- Published: Thursday, 26 July 2018 22:32
RIP, DOMINIQUE PRADIERS MSC
Fr Dominique Pradiers came down from PNG, ill and taken to hospital. He died at St Vincent's Hospital, Sydney. No photos of him available, so some photos of Yule Island and a tribute to the French MSC and OLSH who served in PNG since 1885.
Steve Dives advises: It is with much sadness that we advise you that Fr Dominique Pradiers msc died peacefully last night about 7pm. Dominique was a member of the French Province and has been working in Papua New Guinea for over forty years. He was 75 years old. Dominique was brought down from Port Moresby in a very critical condition. The doctors did everything they could for him, but his heart and body were too weak to recover.
Chris McPhee and Leo Wearden visited him yesterday after the Provincial Council meeting and prayed with him and anointed him. (Leo worked with the French MSC in PNG before his time in the NT.)
Googling Dominique Pradiers
brought attention to him, including on this site where his translation of the documents for the cause of Jules Chevalier into English was noted. Then the following story of the OLSH Sisters celebration of their coming to PNG in 2012 where he plays a part, so:
DOMINIQUE PRADIERS AND THE OLSH SISTERS AND PNG (a section)

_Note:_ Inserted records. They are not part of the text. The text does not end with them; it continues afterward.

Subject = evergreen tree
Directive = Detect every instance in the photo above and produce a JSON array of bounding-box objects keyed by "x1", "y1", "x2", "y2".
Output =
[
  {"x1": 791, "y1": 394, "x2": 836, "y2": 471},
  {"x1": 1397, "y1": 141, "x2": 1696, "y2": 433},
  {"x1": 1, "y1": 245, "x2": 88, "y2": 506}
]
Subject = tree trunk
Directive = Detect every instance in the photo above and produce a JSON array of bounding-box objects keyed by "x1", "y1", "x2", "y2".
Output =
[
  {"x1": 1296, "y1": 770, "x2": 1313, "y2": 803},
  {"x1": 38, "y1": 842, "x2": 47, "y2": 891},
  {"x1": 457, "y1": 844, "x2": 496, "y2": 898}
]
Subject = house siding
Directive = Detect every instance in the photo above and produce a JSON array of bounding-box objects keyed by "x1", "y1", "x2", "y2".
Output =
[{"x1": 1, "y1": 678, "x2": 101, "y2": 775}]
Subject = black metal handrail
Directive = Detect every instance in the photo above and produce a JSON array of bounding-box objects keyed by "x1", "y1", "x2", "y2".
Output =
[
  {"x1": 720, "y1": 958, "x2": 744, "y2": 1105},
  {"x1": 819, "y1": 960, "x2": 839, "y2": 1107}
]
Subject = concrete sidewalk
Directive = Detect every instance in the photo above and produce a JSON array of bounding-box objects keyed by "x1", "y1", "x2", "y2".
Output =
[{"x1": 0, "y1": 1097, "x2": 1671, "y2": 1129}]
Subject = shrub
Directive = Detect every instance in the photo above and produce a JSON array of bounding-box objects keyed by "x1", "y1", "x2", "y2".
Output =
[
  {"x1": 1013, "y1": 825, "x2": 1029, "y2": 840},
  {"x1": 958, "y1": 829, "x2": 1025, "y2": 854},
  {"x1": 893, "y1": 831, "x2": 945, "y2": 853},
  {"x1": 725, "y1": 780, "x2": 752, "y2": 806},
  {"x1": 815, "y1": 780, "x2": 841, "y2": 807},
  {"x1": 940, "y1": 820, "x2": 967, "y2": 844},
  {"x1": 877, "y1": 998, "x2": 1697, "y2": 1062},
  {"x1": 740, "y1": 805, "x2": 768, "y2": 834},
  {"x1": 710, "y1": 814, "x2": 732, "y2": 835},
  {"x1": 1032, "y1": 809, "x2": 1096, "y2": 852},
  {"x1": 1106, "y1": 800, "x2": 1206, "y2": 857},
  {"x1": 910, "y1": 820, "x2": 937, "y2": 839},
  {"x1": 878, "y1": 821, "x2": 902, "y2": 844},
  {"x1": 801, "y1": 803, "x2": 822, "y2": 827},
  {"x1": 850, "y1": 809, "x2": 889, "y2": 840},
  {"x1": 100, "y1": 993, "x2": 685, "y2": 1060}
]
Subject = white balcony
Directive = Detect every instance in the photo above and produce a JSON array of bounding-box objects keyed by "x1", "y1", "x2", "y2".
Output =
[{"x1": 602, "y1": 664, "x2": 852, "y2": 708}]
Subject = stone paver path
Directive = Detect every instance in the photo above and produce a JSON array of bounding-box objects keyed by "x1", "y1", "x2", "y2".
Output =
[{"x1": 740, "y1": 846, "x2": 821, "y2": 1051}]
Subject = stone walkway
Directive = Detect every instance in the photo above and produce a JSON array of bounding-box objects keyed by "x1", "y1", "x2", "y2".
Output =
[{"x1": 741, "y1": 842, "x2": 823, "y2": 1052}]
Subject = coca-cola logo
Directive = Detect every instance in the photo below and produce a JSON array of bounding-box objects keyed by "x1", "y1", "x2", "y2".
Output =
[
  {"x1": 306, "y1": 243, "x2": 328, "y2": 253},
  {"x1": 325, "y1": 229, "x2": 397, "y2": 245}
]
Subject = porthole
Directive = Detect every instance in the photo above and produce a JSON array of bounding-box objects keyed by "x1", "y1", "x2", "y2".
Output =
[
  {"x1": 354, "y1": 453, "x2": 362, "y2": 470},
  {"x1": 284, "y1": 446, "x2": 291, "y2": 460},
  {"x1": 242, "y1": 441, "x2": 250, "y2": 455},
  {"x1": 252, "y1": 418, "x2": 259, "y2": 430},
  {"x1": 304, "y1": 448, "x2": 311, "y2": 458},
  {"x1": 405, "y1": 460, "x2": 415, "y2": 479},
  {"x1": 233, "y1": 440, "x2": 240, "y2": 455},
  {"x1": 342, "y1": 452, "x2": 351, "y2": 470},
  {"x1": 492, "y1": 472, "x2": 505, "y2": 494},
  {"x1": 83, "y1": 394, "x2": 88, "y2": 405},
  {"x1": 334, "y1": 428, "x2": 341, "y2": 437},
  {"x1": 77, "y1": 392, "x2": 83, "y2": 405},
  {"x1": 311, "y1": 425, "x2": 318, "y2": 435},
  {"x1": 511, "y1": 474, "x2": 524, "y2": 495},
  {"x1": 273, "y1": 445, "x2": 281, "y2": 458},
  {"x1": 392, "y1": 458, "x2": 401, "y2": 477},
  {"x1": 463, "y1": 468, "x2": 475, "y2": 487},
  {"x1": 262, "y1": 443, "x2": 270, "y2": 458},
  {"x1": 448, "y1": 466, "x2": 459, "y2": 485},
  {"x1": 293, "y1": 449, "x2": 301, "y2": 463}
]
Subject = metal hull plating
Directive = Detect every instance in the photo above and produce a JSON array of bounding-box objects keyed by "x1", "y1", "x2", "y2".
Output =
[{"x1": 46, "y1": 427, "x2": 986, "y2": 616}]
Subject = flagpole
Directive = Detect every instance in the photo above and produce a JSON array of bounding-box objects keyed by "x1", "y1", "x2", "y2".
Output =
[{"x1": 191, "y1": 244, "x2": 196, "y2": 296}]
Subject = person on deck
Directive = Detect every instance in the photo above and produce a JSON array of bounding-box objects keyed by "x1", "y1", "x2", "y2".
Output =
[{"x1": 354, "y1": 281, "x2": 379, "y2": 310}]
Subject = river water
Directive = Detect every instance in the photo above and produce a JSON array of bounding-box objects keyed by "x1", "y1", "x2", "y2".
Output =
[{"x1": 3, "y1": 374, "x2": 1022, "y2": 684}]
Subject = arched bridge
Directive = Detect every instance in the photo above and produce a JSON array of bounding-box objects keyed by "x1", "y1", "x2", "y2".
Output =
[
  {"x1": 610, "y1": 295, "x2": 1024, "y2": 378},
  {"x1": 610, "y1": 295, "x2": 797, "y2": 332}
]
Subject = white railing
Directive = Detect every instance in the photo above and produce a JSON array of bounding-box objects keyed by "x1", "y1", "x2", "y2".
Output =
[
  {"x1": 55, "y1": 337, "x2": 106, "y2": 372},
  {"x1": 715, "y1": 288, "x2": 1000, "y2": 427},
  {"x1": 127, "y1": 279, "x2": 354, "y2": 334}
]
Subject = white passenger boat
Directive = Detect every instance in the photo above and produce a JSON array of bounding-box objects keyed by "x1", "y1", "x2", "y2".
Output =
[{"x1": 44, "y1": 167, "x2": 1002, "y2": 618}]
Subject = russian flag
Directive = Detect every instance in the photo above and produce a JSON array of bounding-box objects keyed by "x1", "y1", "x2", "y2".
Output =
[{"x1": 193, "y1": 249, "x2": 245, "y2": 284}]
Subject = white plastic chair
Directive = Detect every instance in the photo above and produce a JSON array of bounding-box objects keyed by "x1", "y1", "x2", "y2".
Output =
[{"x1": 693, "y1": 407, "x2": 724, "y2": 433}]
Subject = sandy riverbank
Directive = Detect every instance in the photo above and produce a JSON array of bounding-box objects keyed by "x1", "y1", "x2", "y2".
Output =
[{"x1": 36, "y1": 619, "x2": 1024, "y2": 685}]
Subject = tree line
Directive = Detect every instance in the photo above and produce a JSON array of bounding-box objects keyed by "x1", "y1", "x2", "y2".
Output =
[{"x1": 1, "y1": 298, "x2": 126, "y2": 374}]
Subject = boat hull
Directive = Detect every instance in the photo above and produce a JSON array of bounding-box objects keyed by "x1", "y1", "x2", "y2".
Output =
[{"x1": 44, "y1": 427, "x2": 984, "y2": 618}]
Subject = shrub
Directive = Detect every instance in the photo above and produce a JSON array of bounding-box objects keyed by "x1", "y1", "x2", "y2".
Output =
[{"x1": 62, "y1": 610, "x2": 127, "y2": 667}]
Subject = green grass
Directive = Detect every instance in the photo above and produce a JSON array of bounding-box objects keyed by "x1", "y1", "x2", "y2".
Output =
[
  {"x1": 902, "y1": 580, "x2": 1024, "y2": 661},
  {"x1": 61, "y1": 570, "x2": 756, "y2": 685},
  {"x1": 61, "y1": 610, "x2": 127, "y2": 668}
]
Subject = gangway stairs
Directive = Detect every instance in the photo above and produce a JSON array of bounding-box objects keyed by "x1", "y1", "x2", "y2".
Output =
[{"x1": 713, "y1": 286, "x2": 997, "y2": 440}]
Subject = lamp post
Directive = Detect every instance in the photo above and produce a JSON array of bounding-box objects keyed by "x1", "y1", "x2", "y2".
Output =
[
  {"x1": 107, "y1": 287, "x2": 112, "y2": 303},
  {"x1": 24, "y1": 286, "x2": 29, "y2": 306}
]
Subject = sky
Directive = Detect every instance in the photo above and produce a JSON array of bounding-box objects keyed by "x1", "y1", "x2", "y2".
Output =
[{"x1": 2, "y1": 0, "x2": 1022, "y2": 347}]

To highlight the 125th anniversary celebration of the first arrival of the Daughters of Our Lady of the Sacred Heart to PNG, a Sisters’ delegation, who were mainly participants at the Australia Pacific Asia Conference for OLSH Leaders and Formators accompanied with some former PNG Missionaries from overseas including local visitors took a day trip on a pilgrimage to Yule Island on July 18, 2012. The pilgrimage was in fact an action of grace, an expression of solidarity and deep appreciation for the first arrival of the Daughters of Our Lady of the Sacred to Yule Island and to PNG since August 1, 1887.
Site of first Mass celebrated by Henri Verius, 1885
After a 2 hours long drive from Port Moresby along the Hiritano highway, they were especially welcome by the children and community near the beach at Poukama before crossing on the decorated dinghies to Yule Island. Although it was a beautiful day, the sea was not too rough but enough to give rise to one’s heart and mind filled with reflections traveling down the memory lane evoking a deep sense of appreciation for the rough and tough years that unfolded the work, dedication and commitment of the Sisters over the 125 years laboring in the Lord’s vineyard in PNG.
Tribute to Henri Verius at Port Leon, seen through the church in the photo above
On arrival at St Patrick’s Beach in front of the OLSH Novitiate, there was another welcome parade with more dancing and singing by the children, parents and religious on the island. After a quick reception and refreshment at the Villa Verius, the Delegation was back again on the water to sail around the island. Even though some of the delegates looked a bit frail and vulnerable; they dared not missed this life-time opportunity to circumnavigate the island. It was also a memorable occasion for taking digital pictures to show-off to those absent from the occasion. As one would imagine, the rough seas provided fright for both the nerves and the fragile yet it was part of the day’s adventure and challenge to getting in touch with history as reflections bundled and rolled over the water with the dancing patterns of the waves.
After the excitement, much laughter and delightful cruising not too far off the coastline, the convoy approached Port Leon, which provided the landing location for the first Missionaries led by Bishop Henry Verius on 1 July 1885 then followed again by the first Daughters of our Lady of the Sacred Heart in 1887. The approach and landing provided the perfect occasion for the keen novices to present the re-enactment of the first arrival of the Sisters, dressed in their original colours and religious outfit to the welcome and reception by Fr Dominique Pradiers MSC with his brothers capturing once more that moment of history when finally the Sisters set foot for the first time on PNG soil since 125 years ago.